(287k) Bioinspired Self-Healing and Acellular Vascular Grafts for Hemodialysis Applications

Cardiovascular and end-stage renal diseases (ESRD) are leading causes of mortality in the United States, with over 26 million adults affected by coronary artery disease, and more than 71% of 800,000 ESRD patients undergoing hemodialysis. Among ESRD patients, only 15.1% receive an arteriovenous fistula due to long waiting time, compliance mismatch between vein and arteries, and comorbid conditions such as diabetes and aging. The increasing demand for clinically viable vascular grafts necessitates the development of the next-generation constructs for bypass surgery and hemodialysis shunts. An ideal hemodialysis shunt should be robust and capable of maintaining long-term mechanical properties and patency without causing infection, clotting, and bleeding post-cannulation. But current synthetic grafts lack the ability to autonomously repair damage caused by repeated cannulation, increasing the risk of bleeding upon early cannulation or graft failure.

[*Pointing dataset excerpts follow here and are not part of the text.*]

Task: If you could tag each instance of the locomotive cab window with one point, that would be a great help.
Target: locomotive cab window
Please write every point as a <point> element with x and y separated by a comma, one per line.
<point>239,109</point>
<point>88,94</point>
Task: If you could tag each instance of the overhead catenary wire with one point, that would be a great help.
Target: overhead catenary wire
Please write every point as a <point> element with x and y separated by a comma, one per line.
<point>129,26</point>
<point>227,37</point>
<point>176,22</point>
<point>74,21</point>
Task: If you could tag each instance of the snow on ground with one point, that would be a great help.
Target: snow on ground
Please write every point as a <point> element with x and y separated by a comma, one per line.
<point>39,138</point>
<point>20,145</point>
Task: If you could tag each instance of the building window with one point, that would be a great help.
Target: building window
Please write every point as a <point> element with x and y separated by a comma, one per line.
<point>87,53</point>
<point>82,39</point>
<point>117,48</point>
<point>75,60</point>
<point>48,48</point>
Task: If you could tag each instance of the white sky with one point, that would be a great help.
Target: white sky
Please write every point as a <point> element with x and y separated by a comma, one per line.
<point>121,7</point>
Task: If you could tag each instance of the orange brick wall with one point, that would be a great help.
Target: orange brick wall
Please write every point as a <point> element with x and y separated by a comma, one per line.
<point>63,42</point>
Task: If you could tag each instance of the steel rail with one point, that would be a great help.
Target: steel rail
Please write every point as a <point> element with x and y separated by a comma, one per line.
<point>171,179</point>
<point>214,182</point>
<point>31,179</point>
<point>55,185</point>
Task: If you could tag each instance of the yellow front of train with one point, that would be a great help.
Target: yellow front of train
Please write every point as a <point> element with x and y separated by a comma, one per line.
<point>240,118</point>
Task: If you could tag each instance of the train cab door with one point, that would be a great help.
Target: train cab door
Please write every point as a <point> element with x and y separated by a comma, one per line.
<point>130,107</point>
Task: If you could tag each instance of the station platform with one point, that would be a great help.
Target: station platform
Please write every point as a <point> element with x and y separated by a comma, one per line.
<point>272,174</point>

To address these challenges, we developed an innovative bilayer self-healing tissue-engineered vascular graft (SH-TEV) by electrospinning a polyurethane-based autonomous self-healing polymer, PU-DAA, around a nature biomaterial scaffold, small intestinal submucosa (SIS), that can be functionalized with biomolecules to recruit host cells and promote endothelialization. The self-healing ability of PU-DAA_x arises from a synergistic interplay between reversible H-bonds and dynamic oxime bonds, enabling the SH-TEV to exhibit both self-healing capability and mechanical strength. To optimize the balance between self-healing efficiency and mechanical strength, the ratio of [DAA]/[PTMG] was systematically tuned. PU-DAA_1.5 exhibited high strength (3.92 ±0.09 MPa), exceptional toughness (22.45±1.99 MJ/m3), and rapid autonomous self-healing (86.44±6.65 % after 12 hr) under physiological conditions. Additionally, PU-DAA_1.5 supported fibroblast attachment, spreading and proliferation in vitro, indicating excellent biocompatibility. Following implantation in a rat aortic interposition model, SH-TEVs remained patent without any thrombosis over 4 weeks (100% animal survival and 100% graft patency), exhibited native-like vascular remodeling and demonstrated needle resistance and extraordinary self-healing ability (hemostatic time < 40 sec). Notably, unlike most reported grafts, SH-TEVs achieved the outstanding performance without any anti-platelet treatment. Overall, the results demonstrated the self-healing capability, patency and clinical feasibility of the acellular SH-TEVs, highlighting their potential applications as a promising next-generation vascular graft for hemodialysis access.